Kemudian dia mengulurkan lidah dan mengunyamnya sampai beberapa kali, tawa tak bisa dibendung, lalu saya dengar suara geram seperti kata berhenti dari ayahnya dalam bahasa mereka, Mengingatnya saya seperti orang gila. Fenomena seperti ini mungkin yang disebut sebagai ‘unexpected sense of humor’.

Beberapa hari setelahnya, saya bertemu dengan gadis Backpacker asal London Inggris negri ratu Elizabeth itu, namanya Emma, penampilannya sangat sederhana, rambutnya lurus, wajahnya cantik, seperti gadis yang membintangi film romansa ‘A Walk to Remember’yang diadaptasi dari novel karya Nicholas Sparks.

Postcomended   Dampak Ekonomi Singkawang Makin Menggeliat

Waktu itu saya lagi duduk di depan artshop semacam tempat yang menjual segala aksesoris dan oleh-oleh khas Bali, saya kenal dengannya ketika dia bertanya bagaimana dapat memperpanjang masa visa yang sudah habis waktunya, Dia sudah sebulan disini dan dia ingin memperpanjang masa visa nya agar dapat lebih lama lagi tinggal di Bali dan keliling Indonesia, jika bisa diperpanjang dia berencana akan mengunjungi Borneo Kalimantan.

Namun, kalau tidak diperpanjang, mau tidak mau besok dia harus take off dari Bali, saya turut prihatin, saya mencoba mencari informasi ke beberapa teman saya bahkan ke jalur agen ilegal, ternyata sudah tidak bisa, kecuali seminggu sebelum masa berakhirnya tiba.
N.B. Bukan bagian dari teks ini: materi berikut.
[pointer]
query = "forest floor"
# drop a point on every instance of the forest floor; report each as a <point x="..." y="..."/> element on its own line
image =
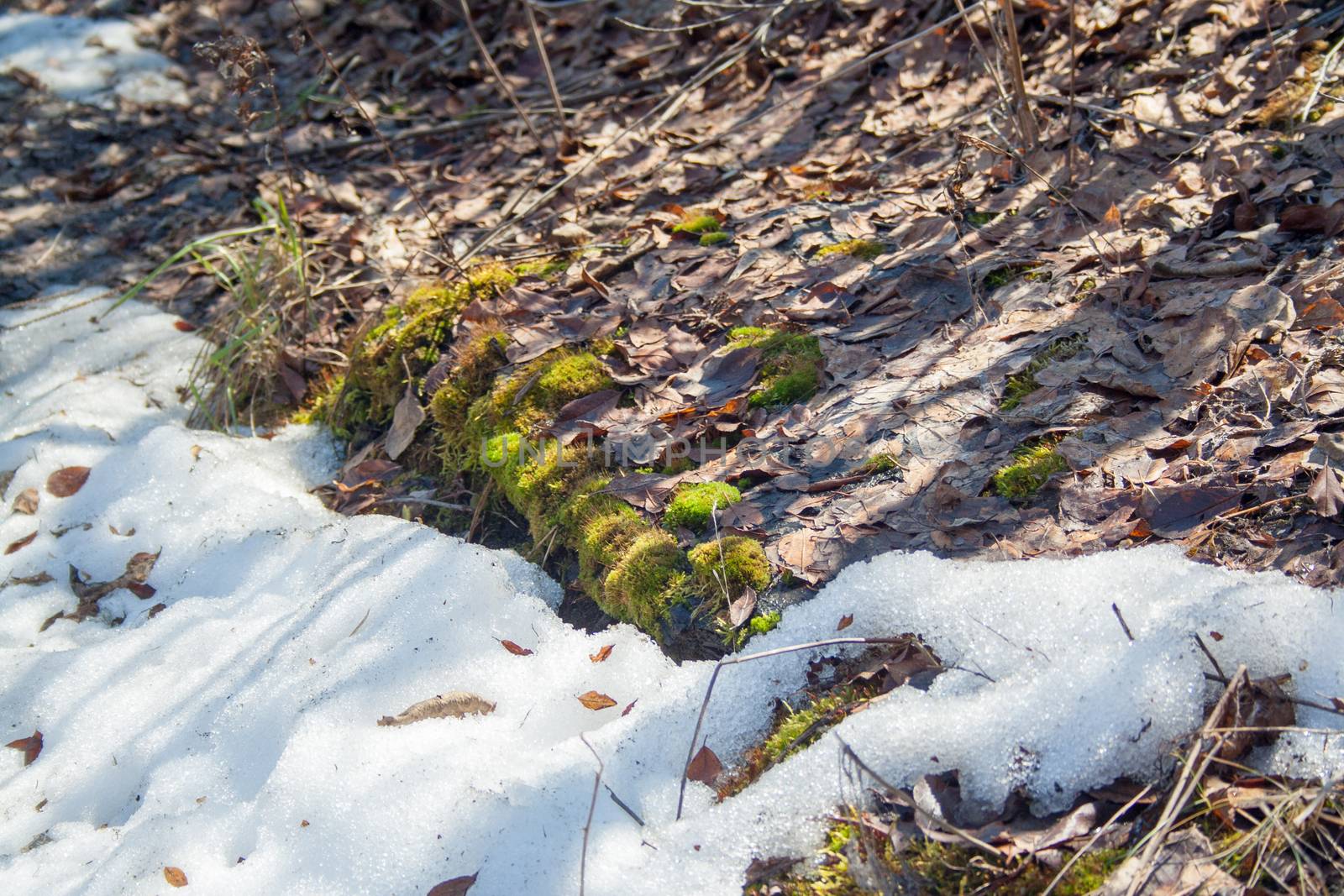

Bisa diperpanjang namun harus ke Singapura dulu, dan itu membutuhkan dana lumayan mahal.

Perlu diketahui bahwa para Backpacker Eropa adalah orang-orang yang ‘totality traveller’,mereka berkunjung ke Indonesia tidak hanya sebentar tapi berbulan-bulan, alasannya adalah biaya dari sana ke Indonesia cukup mahal dan juga durasi libur di Negara mereka panjang.

Bali yang kita kenal sebagai pulau Dewata, di samping memilki eksotisme wisata, juga menyimpan ingatan sosial yang kelam, tepatnya pada tahun 2002 di Kuta, pernah terjadi aksi ledakan bom yang dilakukan oleh sejumlah kelompok teroris, aksi yang banyak menelan korban wisatawan asing itu menimbulkan problem bagi industri pariwisata, sensitifitas meningkat sejak kejadian itu, banyak sekali dampak yang dirasakan.

Para teroris itu tidak hanya membunuh para wisatawan, namun juga membunuh perekonomian masyarakat, konsekuensinya adalah para wisatawan menjadi enggan berkunjung ke Bali. Tentunya kita harapkan kejadian semacam itu tidak sampai terulang lagi.